Lubrication and Contamination Issues

Bearing lubrication also is critical to optimal performance, but is not easily changed. Spindle design dictates the lubrication methods - greased bearings, oil-air lubrication systems or oil-jet lubrication systems. Oil-jet lubrication systems offer the fastest speeds, with oil-air a close second and grease lubrication last. The lubrication method is really determined by the application requirement and the resulting machine choice. If greased bearings are required, there are new alternatives being offered to meet the increased speed requirements. These new greases are optimized for service life, temperature range, running torque and high-speed stability.

However, minimizing contamination may be the most important day-to-day requirement that is under the control of the moldmaker. While bearing appearance may be very rugged, they are the most sensitive element of machine performance. At the rpm's required from many applications, a microscopic amount of contamination can result in pitting in the raceways that can lead to catastrophic failure. The cleanliness, temperature control and maintenance of a machine will have a direct impact on machine performance. This is especially critical when rebuilding or refurbishing a spindle. Bearing installation on rebuilt spindles is the most susceptible time for potential future failures. The moldmaker should insure the use of a qualified rebuilder with a clean room, or if doing the rebuild in-house, take every precaution to eliminate any contamination.

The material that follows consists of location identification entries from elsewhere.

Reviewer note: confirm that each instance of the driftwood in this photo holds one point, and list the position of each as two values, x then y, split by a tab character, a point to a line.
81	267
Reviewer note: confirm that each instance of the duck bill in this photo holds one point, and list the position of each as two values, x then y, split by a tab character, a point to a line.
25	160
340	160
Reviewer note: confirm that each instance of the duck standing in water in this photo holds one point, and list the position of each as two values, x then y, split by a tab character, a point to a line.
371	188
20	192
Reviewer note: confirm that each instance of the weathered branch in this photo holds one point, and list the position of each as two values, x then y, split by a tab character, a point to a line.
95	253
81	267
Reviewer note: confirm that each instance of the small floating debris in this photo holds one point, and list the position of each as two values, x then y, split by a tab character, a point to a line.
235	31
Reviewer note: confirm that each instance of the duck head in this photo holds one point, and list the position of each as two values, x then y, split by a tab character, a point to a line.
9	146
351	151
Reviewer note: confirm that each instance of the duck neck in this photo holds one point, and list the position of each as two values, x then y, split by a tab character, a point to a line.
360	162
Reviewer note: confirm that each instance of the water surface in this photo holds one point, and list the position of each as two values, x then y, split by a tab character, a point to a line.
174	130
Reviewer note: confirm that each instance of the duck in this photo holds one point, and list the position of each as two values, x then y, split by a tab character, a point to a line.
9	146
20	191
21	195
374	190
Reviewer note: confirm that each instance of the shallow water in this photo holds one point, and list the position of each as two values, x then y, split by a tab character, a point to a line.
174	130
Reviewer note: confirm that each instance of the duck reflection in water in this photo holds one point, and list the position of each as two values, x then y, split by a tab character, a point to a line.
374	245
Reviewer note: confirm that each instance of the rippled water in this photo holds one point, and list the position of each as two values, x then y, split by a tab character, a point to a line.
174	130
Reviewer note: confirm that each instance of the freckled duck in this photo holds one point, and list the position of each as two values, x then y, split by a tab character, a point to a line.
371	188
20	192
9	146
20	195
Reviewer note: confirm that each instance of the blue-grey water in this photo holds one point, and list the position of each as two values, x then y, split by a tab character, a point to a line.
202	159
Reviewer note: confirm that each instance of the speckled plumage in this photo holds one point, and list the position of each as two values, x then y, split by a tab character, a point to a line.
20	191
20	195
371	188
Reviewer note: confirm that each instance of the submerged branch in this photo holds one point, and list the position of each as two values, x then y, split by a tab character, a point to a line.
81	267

When making a purchasing decision, the moldmaker must understand the application requirements in order to obtain top performance from their investment. Not all machines are created equal for every application. When it comes time to maintain your investment, understanding your choices also is critical. Maintaining a clean, temperature-controlled environment is essential for machine performance. It is ideal to replace the original machine with the original components. However, sometimes application needs change, and understanding the modification options of the changing technology may help you reach additional optimization of existing machines. By combining the elements of basic bearing design, material enhancements, lubrication options and controlling contamination, the maximum permissible speed of machine tool spindles could be increased by 20 to 30 percent.